An Eco-Friendly Ultrasound-Assisted Synthesis of Novel Fluorinated Pyridinium Salts-Based Hydrazones and Antimicrobial and Antitumor Screening.

The present work reports an efficient synthesis of fluorinated pyridinium salts-based hydrazones under both conventional and eco-friendly ultrasound procedures. The synthetic approach first involves the preparation of halogenated pyridinium salts through the condensation of isonicotinic acid hydrazide (1) with p-fluorobenzaldehyde (2) followed by the nucleophilic alkylation of the resulting N-(4-fluorobenzylidene)isonicotinohydrazide (3) with a different alkyl iodide. The iodide counteranion of 5-10 was subjected to an anion exchange metathesis reaction in the presence of an excess of the appropriate metal salts to afford a new series of fluorinated pyridinium salts tethering a hydrazone linkage 11-40. Ultrasound irradiation led to higher yields in considerably less time than the conventional methods. The newly synthesized ILs were well-characterized with FT-IR, ¹H NMR, (13)C NMR, (11)B, (19)F, (31)P and mass spectral analyses. The ILs were also screened for their antimicrobial and antitumor activities.

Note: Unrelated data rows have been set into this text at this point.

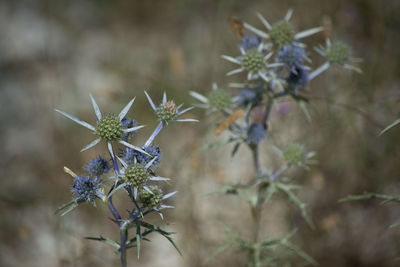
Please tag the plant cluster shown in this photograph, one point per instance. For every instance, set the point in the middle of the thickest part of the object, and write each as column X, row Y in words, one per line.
column 276, row 65
column 130, row 169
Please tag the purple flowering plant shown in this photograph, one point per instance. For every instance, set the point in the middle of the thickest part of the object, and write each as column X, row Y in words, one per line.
column 132, row 171
column 276, row 65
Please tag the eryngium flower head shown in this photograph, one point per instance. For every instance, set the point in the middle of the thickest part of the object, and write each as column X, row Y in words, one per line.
column 130, row 155
column 97, row 166
column 154, row 151
column 256, row 133
column 282, row 33
column 294, row 153
column 136, row 174
column 85, row 188
column 151, row 200
column 128, row 123
column 253, row 60
column 250, row 42
column 219, row 99
column 167, row 111
column 292, row 56
column 337, row 52
column 109, row 128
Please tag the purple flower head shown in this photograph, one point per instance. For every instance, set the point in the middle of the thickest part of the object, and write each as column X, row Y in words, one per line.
column 86, row 188
column 256, row 133
column 130, row 155
column 250, row 42
column 97, row 166
column 292, row 56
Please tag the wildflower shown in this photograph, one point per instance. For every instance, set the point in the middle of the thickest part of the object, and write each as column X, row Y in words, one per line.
column 97, row 166
column 282, row 32
column 256, row 133
column 167, row 111
column 292, row 56
column 253, row 61
column 153, row 151
column 153, row 200
column 250, row 42
column 108, row 128
column 136, row 174
column 86, row 188
column 128, row 123
column 337, row 53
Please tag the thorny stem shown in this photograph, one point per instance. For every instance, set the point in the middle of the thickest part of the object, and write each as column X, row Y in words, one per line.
column 117, row 216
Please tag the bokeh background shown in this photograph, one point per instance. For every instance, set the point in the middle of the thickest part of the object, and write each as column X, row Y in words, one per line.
column 54, row 53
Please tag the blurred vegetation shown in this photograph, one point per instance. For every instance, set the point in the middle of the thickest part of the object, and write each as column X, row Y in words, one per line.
column 53, row 53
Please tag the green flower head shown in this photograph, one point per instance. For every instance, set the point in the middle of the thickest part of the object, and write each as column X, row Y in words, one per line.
column 136, row 174
column 109, row 128
column 282, row 33
column 253, row 60
column 220, row 99
column 151, row 200
column 167, row 111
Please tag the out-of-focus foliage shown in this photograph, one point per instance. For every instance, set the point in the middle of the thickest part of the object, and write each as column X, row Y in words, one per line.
column 53, row 53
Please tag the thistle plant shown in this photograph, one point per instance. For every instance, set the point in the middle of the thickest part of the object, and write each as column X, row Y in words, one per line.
column 276, row 65
column 129, row 169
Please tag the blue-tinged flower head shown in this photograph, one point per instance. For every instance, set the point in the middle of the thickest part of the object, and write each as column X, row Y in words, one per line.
column 256, row 133
column 86, row 188
column 168, row 111
column 97, row 166
column 108, row 128
column 292, row 56
column 298, row 79
column 250, row 42
column 129, row 156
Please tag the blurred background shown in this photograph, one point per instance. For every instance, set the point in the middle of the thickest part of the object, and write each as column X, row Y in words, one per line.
column 54, row 53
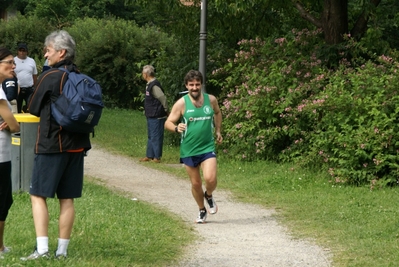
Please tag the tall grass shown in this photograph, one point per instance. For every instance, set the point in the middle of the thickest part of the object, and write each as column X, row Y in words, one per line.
column 360, row 226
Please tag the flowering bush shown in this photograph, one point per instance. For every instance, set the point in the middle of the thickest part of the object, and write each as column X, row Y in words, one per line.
column 288, row 99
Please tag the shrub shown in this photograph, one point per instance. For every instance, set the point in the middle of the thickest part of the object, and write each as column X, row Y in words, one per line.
column 115, row 55
column 290, row 100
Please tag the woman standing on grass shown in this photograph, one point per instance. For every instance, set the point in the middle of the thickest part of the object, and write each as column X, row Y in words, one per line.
column 8, row 125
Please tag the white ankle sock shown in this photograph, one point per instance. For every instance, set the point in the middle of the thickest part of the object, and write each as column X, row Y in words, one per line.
column 62, row 246
column 42, row 244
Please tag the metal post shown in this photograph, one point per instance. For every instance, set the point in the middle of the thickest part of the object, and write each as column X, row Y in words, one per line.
column 203, row 37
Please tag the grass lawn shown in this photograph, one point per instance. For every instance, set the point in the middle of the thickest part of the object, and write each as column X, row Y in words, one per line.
column 359, row 226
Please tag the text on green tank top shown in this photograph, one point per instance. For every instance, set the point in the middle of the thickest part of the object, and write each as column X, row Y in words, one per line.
column 198, row 138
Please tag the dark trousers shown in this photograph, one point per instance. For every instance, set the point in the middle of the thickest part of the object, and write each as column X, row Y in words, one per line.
column 24, row 94
column 5, row 189
column 155, row 128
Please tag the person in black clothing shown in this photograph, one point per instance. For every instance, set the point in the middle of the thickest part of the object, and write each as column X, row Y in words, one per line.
column 58, row 165
column 11, row 88
column 156, row 111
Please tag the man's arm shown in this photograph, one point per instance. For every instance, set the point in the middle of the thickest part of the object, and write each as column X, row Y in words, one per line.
column 174, row 117
column 217, row 118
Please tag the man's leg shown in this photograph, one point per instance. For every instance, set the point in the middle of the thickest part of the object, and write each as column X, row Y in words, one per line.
column 2, row 224
column 66, row 220
column 209, row 171
column 41, row 221
column 157, row 138
column 196, row 185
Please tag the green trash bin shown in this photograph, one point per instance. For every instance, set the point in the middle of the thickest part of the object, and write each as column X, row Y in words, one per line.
column 22, row 151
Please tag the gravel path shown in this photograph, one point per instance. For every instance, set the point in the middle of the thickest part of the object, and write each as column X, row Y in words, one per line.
column 238, row 235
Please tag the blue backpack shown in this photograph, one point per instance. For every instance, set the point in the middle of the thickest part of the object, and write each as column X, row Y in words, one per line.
column 79, row 107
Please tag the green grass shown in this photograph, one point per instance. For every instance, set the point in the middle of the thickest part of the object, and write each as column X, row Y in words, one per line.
column 358, row 225
column 110, row 230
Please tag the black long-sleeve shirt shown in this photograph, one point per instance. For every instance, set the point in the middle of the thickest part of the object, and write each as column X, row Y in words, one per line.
column 51, row 138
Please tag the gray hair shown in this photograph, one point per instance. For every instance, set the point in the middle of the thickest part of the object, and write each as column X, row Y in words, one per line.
column 149, row 70
column 60, row 40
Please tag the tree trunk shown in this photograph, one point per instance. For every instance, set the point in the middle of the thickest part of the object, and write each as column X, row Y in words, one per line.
column 334, row 20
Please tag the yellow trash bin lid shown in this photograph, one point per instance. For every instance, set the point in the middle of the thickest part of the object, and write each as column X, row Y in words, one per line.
column 26, row 117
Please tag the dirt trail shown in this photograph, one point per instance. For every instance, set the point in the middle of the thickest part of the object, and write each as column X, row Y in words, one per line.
column 238, row 235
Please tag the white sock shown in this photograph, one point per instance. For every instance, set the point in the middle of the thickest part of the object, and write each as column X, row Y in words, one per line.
column 42, row 244
column 62, row 246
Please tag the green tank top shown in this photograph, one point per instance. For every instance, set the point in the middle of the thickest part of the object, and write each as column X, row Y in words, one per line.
column 198, row 137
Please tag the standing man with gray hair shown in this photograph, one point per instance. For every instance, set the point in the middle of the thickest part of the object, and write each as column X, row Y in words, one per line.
column 156, row 111
column 58, row 165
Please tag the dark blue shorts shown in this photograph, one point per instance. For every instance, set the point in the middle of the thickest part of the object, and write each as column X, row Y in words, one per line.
column 195, row 161
column 59, row 173
column 5, row 189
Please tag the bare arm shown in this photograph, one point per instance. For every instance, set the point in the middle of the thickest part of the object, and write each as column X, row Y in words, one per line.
column 10, row 123
column 217, row 118
column 174, row 117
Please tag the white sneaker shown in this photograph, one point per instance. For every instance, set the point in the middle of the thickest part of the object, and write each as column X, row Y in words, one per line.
column 36, row 255
column 201, row 216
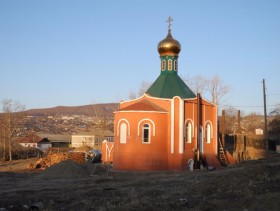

Within the series, the salts tethering fluorinated counter anions 11-13, 21-23, 31-33 and 36-38 were found to be more potent against all bacterial and fungal strains at MIC 4-8 µg/mL. The in vitro antiproliferative activity was also investigated against four tumor cell lines (human ductal breast epithelial tumor T47D, human breast adenocarcinoma MCF-7, human epithelial carcinoma HeLa and human epithelial colorectal adenocarcinoma Caco-2) using the MTT assay, which revealed that promising antitumor activity was exhibited by compounds 5, 12 and 14.